Theoretical and Practical Implications
TRACE introduces a modular framework for the diagnosis and elimination of model-specific capability bottlenecks, uniquely coupling automatic contrastive analysis and programmatic environment synthesis. The empirical findings refute the default premise that blanket data scaling or direct RL suffices in complex multi-capability domains: explicit, capability-targeted environments and modular agent update yield superior and more sample-efficient generalization.

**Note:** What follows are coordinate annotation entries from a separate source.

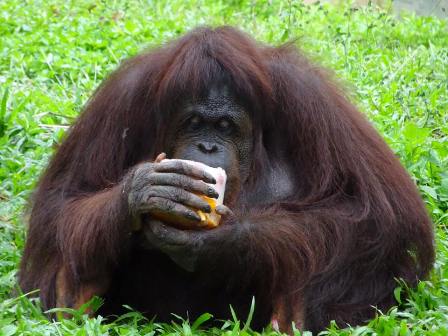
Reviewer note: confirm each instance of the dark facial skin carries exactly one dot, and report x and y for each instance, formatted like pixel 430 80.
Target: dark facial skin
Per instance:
pixel 216 131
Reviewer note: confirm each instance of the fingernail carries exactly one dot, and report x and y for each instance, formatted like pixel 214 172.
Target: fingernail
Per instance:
pixel 212 193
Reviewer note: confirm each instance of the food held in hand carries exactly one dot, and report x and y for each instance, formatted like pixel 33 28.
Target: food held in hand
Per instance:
pixel 212 219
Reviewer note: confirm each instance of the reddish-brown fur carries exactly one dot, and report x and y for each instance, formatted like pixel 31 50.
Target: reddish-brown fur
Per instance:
pixel 332 251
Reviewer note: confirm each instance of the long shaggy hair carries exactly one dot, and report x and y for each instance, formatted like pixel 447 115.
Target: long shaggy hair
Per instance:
pixel 333 250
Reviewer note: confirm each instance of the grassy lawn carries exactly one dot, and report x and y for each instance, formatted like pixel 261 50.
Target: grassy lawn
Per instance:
pixel 53 54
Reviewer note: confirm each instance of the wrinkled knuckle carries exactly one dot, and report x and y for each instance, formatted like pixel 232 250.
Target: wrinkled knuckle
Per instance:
pixel 177 195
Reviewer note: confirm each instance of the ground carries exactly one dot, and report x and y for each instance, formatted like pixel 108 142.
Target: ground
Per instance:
pixel 53 54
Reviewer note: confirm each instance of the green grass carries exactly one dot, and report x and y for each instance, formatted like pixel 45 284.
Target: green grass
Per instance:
pixel 54 53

From a practical standpoint, TRACE enables self-improving agents to rapidly adapt to any new environment by autonomously discovering, targeting, and correcting their weakest links. This approach is immediately applicable to scalable agent deployment in code editing, workflow automation, and device control. The modular adapter composition admits straightforward extension via MoE-style routing architectures (Dou et al., 2023, Wu et al., 2024), supporting continuous accumulation of skills and lifelong learning under bounded compute.
Future Research Directions
Several avenues arise: tighter integration with MoE or dynamic router architectures for overlapping skills, more sophisticated skill discovery/abstraction pipelines, hierarchical capability modeling, and automated curriculum generation for adaptive agent development. Combining TRACE with cross-environment transfer can further accelerate agent mastery in broad, heterogeneous LLM agent deployment scenarios.
Conclusion
TRACE operationalizes a modular, end-to-end framework for automated, environment-specific LLM agent improvement. By precisely diagnosing missing capabilities from trajectory data, synthesizing dense-signal, verifiable RL environments, and incrementally acquiring skills via scalable LoRA adapters with inference-time routing, TRACE demonstrably surpasses existing RL, data scaling, and prompt-based approaches in efficiency and final performance. This methodology sets a paradigm for targeted, self-improving foundation agent training in complex multi-capability domains.